3. Metrics, KPIs, and Goals

Who knows the difference between a metric and KPI (Key Performance Indicator)…without Googling?

What about a goal vs a KPI?

Let’s be honest, they got tossed around interchangeably all the time. That’s not really the point here, but it is important to understand that at times they can mean the same thing and at other times they are inherently different.

As this article said in the beginning, in sales we overcomplicate things. One great example is an amazing book that Jason Jordan wrote, titled Cracking the Sales Management Code.

This book opened my eyes to the world of metrics and left me wondering how and why things got so complicated when trying to measure the effectiveness of a sales operation.

He starts out by conducting this study with sales leaders and executives and found that they used 306 DIFFERENT metrics to evaluate their sales teams. I don’t know if I can even conjure up 306 different metrics across every part of a business, let alone JUST in sales. Wow! As you can imagine, the book then starts to dissect them all, group them into buckets, and then summarizes which ones should be attached to reps, front-line leaders, executives, and companies. He does a great job articulating the outputs here and giving sales leaders of all sizes a great playbook to focus on the inputs throughout each stage of your company and within the selling motions.

Ok, now back to the metric, KPI, goal thing. I don’t know if I’m right, but this is how I operate, and it seems to work well…

Goals are overarching outputs (lagging indicators). These would be things like revenue goal, market share, net profit ($ and %), cash flow, etc. These are high-level points in time that are allowing the business to move onward and upward. There could be arguments to make these KPIs, so I’ll surrender to that. For this example, I’ll use those as goals and then dive into metrics and KPIs.

KPIs would then be those key metrics to demonstrate how on or off target you are from your goals. Some KPIs under revenue could be net new revenue, retained revenue, cross/upsell revenue, or reduced revenue (lost and/or package downgrades). Metrics are then subsets of KPIs and should be aligned accordingly. Metrics should give you pulse checks on how well you are performing against a KPI. Metrics underneath retained revenue could be the number of users renewed, lifetime value (LTV), or time to value. Metrics become the inputs that are used to assess effort, success, and ultimate alignment toward those KPIs that will get you to your goals.

I recognize I did a lot of venting in this piece. Not everything had a solution, but hopefully, it gets everyone to really think about the problems we place on ourselves in sales.

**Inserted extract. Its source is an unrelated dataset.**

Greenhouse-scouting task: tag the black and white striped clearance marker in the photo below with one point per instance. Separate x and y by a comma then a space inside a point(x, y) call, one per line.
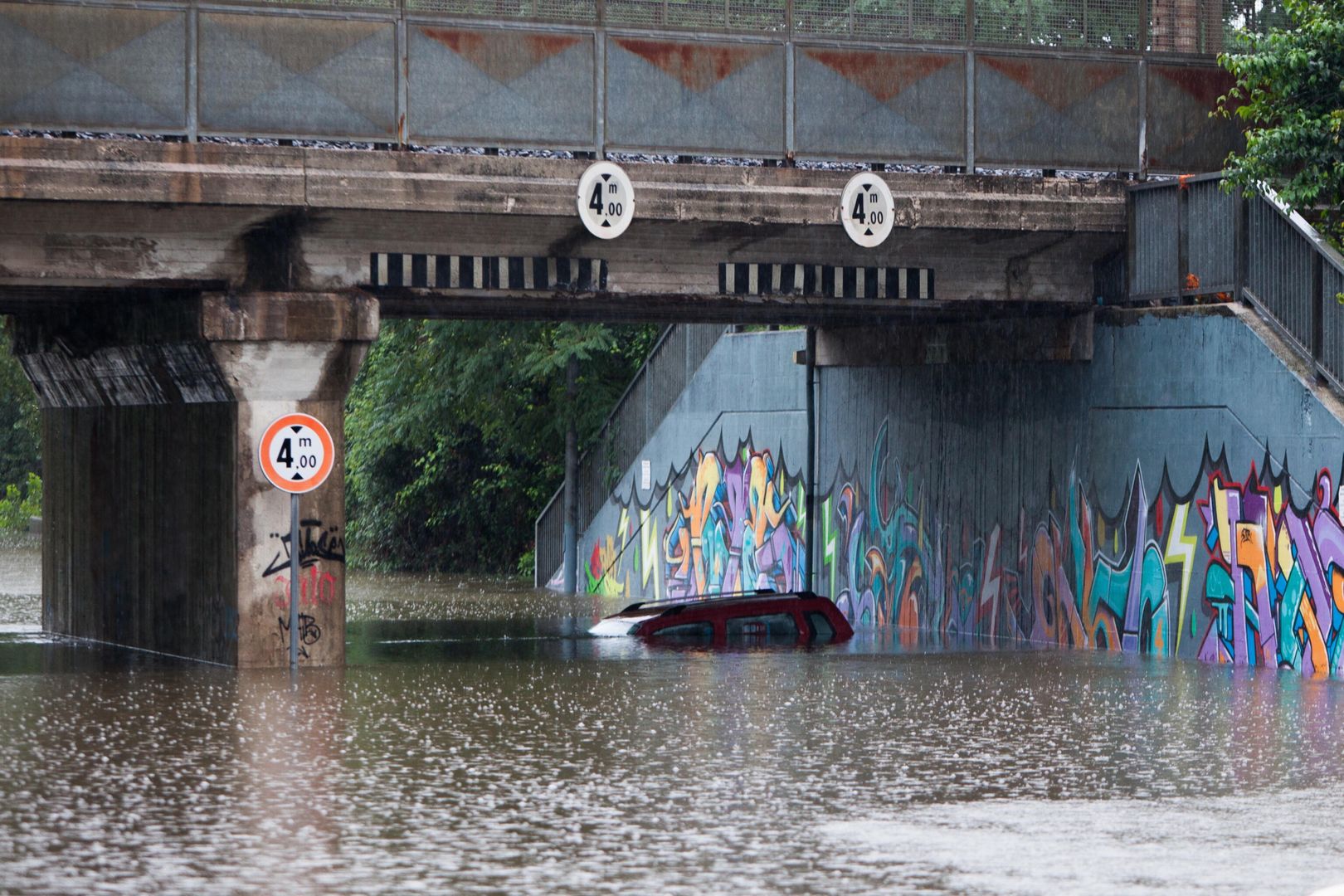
point(485, 271)
point(754, 278)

In conclusion, here are a few things you can do tomorrow to start making an impact:

1. Stop fixating on titles and fixate more on the role definition and the expected contribution of each role. Make sure that everyone knows their role and, more importantly, knows how to be successful!

2. Don’t overanalyze outreach. It’s easier to just do than it is to postulate what you should do. My friend Ryan Reisert. makes this simple: Make a list, know what to say, call the list, and follow up.

It really is that simple.

3. Look at what you can control and use those metrics to drive your activities. Boards, VCs, executive leadership, and finance, all want something unique and different. Sometimes they need to be appeased, sometimes you can fight them (figuratively of course). Focus on what you can control and what your teams can control and go execute!